Decentralization isn’t just about reducing the size government, but the national market structure and soon to be global government and business structures that threaten distinct localities around the country. I think Paul realizes, as Rothbard did, that the twin swords of Damocles that hang over the U.S are big government and big business. The union between them that began with the New Deal and opposed by old Democrats like Bryan and Cleveland and Progressives like LaFollette, destroyed the old Republic and is the cause of our misery today, whether its the military- industrial complex or government privatization schemes which just draws the business community more and more into government’s web and creates lobbies for bigger government to satisfy their profit margins.
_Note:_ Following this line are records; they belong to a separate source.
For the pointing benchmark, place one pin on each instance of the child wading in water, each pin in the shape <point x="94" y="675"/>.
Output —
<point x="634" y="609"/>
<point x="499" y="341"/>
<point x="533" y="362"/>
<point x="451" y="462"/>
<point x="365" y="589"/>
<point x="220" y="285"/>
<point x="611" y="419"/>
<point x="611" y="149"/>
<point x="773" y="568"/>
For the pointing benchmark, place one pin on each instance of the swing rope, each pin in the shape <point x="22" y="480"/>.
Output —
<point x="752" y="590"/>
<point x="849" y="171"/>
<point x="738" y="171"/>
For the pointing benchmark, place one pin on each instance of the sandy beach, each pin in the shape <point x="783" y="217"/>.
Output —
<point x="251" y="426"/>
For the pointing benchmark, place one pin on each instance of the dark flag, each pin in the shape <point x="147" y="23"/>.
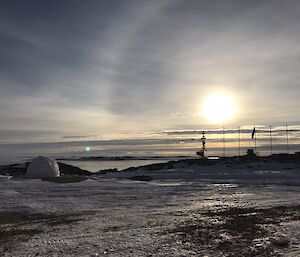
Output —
<point x="253" y="133"/>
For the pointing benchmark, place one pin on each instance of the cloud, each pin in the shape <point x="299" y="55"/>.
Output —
<point x="110" y="67"/>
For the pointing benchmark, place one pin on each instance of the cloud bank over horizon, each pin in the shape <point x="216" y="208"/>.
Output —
<point x="73" y="68"/>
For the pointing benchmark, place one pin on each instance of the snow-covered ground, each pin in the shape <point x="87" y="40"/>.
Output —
<point x="111" y="216"/>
It wasn’t corporate executives at GM and U.S. Steel that helped get the conservative movement off the ground in 1950s and 60s, it was small industrialists from the Midwest and Texas wildcat oilmen who hated government regulations that they couldn’t pay for and made them uncompetitive.
Buchananism had its day in the sun but now a new movement is needed to challenge the establishment.
Sean Scallon is a freelance writer and journalist living in Arkansaw, Wisconsin.